А выход какой — в любви? В вере в Бога? "Вдруг боженька увидит? Всё же чудеса есть, иконки текут, благоухая…"

А в жизни Андрей по радио излагает одну версию событий, в газете — прямо противоположную, в зависимости от того, кто деньги платит. Брату Игорю, из НБП, предлагает вождя сдать: "Бывали вожди вашего знаменитее! Вели полки. Вдохновляли миллионы, своими именами пометили полземли. Позорно — быть вождем-то…"

А может бросить всё и уйти в любовь? Скоро двадцать три года, душевная течка. Только и снятся девушки вперемешку с поллюциями.

И старые командиры в газете ли, в движении. На которых работаешь, у которых учишься. Но которым не веришь. А в голове уже готовится что-то поэтическое, типа: "Я предаю своих учителей…".

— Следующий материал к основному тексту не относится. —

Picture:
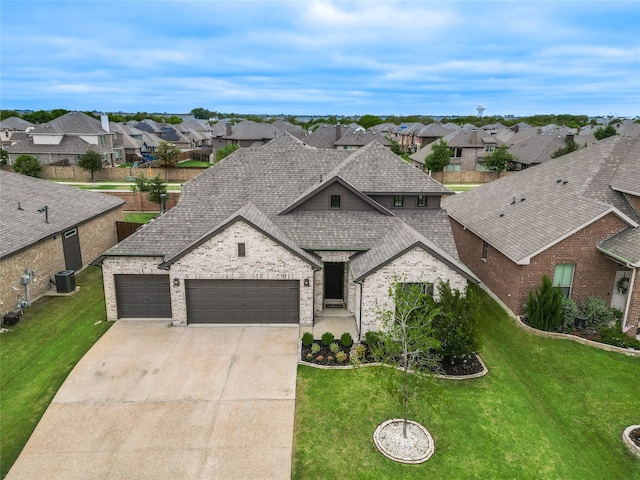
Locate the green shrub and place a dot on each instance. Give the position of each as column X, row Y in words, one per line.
column 358, row 352
column 28, row 165
column 328, row 338
column 570, row 313
column 597, row 313
column 544, row 307
column 372, row 338
column 346, row 340
column 456, row 323
column 307, row 339
column 616, row 337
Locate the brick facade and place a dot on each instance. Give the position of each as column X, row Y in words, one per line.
column 593, row 276
column 416, row 265
column 46, row 258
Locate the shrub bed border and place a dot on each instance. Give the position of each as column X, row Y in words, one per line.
column 377, row 364
column 568, row 336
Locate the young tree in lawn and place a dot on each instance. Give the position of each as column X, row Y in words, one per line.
column 499, row 159
column 156, row 187
column 407, row 340
column 91, row 162
column 28, row 165
column 439, row 157
column 167, row 154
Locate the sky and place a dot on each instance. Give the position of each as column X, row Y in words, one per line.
column 322, row 57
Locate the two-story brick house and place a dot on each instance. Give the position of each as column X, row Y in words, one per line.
column 285, row 233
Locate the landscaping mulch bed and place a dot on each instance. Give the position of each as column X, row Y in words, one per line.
column 459, row 367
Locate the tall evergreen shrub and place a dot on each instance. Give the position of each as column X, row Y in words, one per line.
column 544, row 307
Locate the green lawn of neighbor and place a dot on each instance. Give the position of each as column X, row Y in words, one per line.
column 193, row 164
column 139, row 217
column 548, row 409
column 37, row 354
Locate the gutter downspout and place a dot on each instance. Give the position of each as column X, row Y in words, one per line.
column 630, row 294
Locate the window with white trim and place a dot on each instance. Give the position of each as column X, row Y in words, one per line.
column 563, row 278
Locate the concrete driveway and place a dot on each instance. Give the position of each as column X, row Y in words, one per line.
column 152, row 401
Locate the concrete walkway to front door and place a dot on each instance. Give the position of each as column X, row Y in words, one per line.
column 152, row 401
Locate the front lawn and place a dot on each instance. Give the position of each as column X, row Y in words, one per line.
column 37, row 354
column 548, row 409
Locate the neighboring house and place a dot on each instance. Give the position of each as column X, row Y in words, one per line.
column 573, row 219
column 286, row 233
column 468, row 149
column 325, row 135
column 10, row 126
column 63, row 140
column 354, row 139
column 75, row 228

Может, надо быть нормальным пацаном и жить как все? Уйти от всякой политики. Не бунтарить. Почти целая глава звучит как апология предательству. Брат Андрея, энбэпэшник Игорь сдает следователям своего вождя. Его отпускают на свободу. Игорь видит "седое лицо за серой клеткой. Услыхал сдавленное: — Сука…" Кто-то изменяет партии. Кто-то изменяет любимой. Это как выход. Выход в свет. Измена во всём, измена всем. Один и тот же финансист поддерживает противоположные по идеям и действиям молодежные движения. Сам же натравливает хулиганов на своих помощников. Имитирует угрозы. Не жизнь, а розыгрыш. Но всё вбирает в себя наш русский язык. Он "…беспределен, вбирая упоение и отврат, ласку-таску, славное-страшное…"

В финале повести уходит в мир иной его хитрый учитель Куркин. А сам Андрей устраивается работать почтальоном. Носителем вестей и новостей. С Таней они обвенчались.

"Что ждет нашего героя? Напишет ли он однажды письмо? Роман? Родит ли ребенка? Завтра Худяков может стать совершенно другим. Каким? Террористом? Самоубийцей? Чертом лысым?... Эх, Андрей! Я жду от тебя вестей…"

А читатель ждёт вестей от Сергея Шаргунова. И его новой реальности. Жаль, Сергей недобрал одного балла до шорт-листа в "Национальном бестселлере". Не так уж ему премия нужна. Но, кажется мне, надо друзьям-критикам всерьёз браться за это новое поколение с его новыми героями. Может, и выйдет из них что-нибудь путное назло всей осточертевшей действительности. Как же тебя зовут? И кто ты такой? Какому Богу молишься?